Man löse sich beim Lesen von biblischen Texten sowohl von der Erwartung, dass Zeitsprünge und Ortswechsel immer überliefert wurden, als auch von der Erwartung, dass es Bibelherausgebern immer gelingt, solche Wechsel von einem zu einem anderen Ereignis trotzdem zu erkennen und durch Absätze und Überschriften kenntlich zu machen.

Geht man entsprechend selbstkritisch vor, wird der Weg frei für eine widerspruchsfreie Deutung: Es liegen einerseits Textstücke vor, die die nachösterlichen Ereignisse in Jerusalem und anschließend in Galiläa beschreiben (Mt 28,1-17; Mk 16,1-14; Lk 24,1-43; Jo 20 und 21), andererseits unvermittelt folgend solche, die das Geschehen vor und nach der Himmelfahrt des Herrn schildern (Mt 28,18-19; Mk 16, 15-20; Lk 24,49-53; Apg 1,4-14).

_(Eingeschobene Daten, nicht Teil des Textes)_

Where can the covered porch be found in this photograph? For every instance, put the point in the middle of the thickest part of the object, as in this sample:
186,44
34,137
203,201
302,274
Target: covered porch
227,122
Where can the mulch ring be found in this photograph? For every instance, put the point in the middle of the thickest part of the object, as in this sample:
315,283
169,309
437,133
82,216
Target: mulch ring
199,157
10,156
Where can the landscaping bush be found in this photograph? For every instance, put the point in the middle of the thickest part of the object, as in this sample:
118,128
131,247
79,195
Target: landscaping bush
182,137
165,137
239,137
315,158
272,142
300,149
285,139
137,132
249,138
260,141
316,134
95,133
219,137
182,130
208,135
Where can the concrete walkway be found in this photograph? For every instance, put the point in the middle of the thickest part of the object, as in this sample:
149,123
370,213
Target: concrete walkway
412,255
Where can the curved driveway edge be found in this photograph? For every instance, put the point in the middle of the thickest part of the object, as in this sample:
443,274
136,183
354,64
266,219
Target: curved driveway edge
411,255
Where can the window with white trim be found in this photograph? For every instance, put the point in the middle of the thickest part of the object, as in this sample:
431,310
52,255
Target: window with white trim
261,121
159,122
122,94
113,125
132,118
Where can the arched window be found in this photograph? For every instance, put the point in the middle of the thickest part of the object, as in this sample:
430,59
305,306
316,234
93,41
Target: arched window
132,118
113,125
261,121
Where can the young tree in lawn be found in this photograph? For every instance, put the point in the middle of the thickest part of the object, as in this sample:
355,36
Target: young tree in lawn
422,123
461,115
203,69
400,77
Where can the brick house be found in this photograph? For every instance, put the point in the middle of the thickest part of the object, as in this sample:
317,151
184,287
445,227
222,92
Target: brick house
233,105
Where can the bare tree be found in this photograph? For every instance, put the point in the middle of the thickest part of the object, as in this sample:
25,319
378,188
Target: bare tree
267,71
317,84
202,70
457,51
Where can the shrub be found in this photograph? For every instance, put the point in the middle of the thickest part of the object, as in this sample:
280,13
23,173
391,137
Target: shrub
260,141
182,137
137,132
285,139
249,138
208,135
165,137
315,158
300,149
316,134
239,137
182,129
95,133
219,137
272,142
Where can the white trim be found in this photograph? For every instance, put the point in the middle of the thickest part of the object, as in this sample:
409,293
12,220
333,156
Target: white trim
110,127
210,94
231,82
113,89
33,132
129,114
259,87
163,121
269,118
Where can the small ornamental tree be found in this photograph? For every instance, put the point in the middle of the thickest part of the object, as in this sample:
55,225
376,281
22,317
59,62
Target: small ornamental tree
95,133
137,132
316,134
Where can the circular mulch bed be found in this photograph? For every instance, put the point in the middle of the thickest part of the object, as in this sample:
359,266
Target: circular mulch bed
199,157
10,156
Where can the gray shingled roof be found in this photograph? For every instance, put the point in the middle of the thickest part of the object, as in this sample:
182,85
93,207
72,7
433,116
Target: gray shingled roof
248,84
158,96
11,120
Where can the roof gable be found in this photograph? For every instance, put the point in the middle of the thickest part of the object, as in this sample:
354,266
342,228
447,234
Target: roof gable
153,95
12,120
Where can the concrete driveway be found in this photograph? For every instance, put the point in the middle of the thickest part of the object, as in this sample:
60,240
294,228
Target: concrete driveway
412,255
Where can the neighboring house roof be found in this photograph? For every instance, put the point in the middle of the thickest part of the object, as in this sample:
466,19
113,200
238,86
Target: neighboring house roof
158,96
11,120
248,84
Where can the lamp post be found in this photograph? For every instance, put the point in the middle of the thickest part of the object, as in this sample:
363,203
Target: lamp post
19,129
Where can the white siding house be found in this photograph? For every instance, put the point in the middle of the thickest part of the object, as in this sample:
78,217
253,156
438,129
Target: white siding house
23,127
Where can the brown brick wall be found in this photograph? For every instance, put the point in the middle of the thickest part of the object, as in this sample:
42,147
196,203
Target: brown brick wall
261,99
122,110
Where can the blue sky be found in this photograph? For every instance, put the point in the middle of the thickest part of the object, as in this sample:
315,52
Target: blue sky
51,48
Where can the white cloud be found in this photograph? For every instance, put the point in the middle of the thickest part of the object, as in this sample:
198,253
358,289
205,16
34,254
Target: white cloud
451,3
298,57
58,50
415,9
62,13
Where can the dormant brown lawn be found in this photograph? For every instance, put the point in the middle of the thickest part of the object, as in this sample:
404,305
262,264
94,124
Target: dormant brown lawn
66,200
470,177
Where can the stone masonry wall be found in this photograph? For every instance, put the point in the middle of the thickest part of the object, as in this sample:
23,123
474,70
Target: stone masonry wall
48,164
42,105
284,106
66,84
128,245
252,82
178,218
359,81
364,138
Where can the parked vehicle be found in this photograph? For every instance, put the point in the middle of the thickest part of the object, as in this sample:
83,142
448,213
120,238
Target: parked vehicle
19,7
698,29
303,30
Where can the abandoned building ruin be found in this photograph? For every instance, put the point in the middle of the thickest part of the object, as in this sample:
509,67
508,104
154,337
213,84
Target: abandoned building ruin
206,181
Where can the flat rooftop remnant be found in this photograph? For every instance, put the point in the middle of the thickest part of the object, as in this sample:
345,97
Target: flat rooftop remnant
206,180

Bei der Aufforderung, nach Galiläa zu gehen, handelt es sich also um ein österliches Ereignis; die Aufforderung, in Jerusalem zu bleiben, erfolgte unmittelbar vor der Himmelfahrt.

https://www.aup-online.com/content/journals/10.5117/EJT2021.1.005.DORP

Von: Daniel
◷ 8 November
(vor 6 Monaten)

Besonders der Link ist zu dem Thema richtig gut und zeigt auch wie man mit dieser Art der Bibelkritik gut umgehen kann. Vielen Dank fürs Teilen.

Von: Markus M.
◷ 8 November
(vor 6 Monaten)

Laut dem Beitrag gelingt eine Lösung nur, wenn man Bibelstellen aus dem Text herausschneidet und an anderen (passenden) Stellen wieder einfügt.

Mit solch einer Methode (wo man nachträglich die Texte korrigiert) kann man viele Widersprüche lösen...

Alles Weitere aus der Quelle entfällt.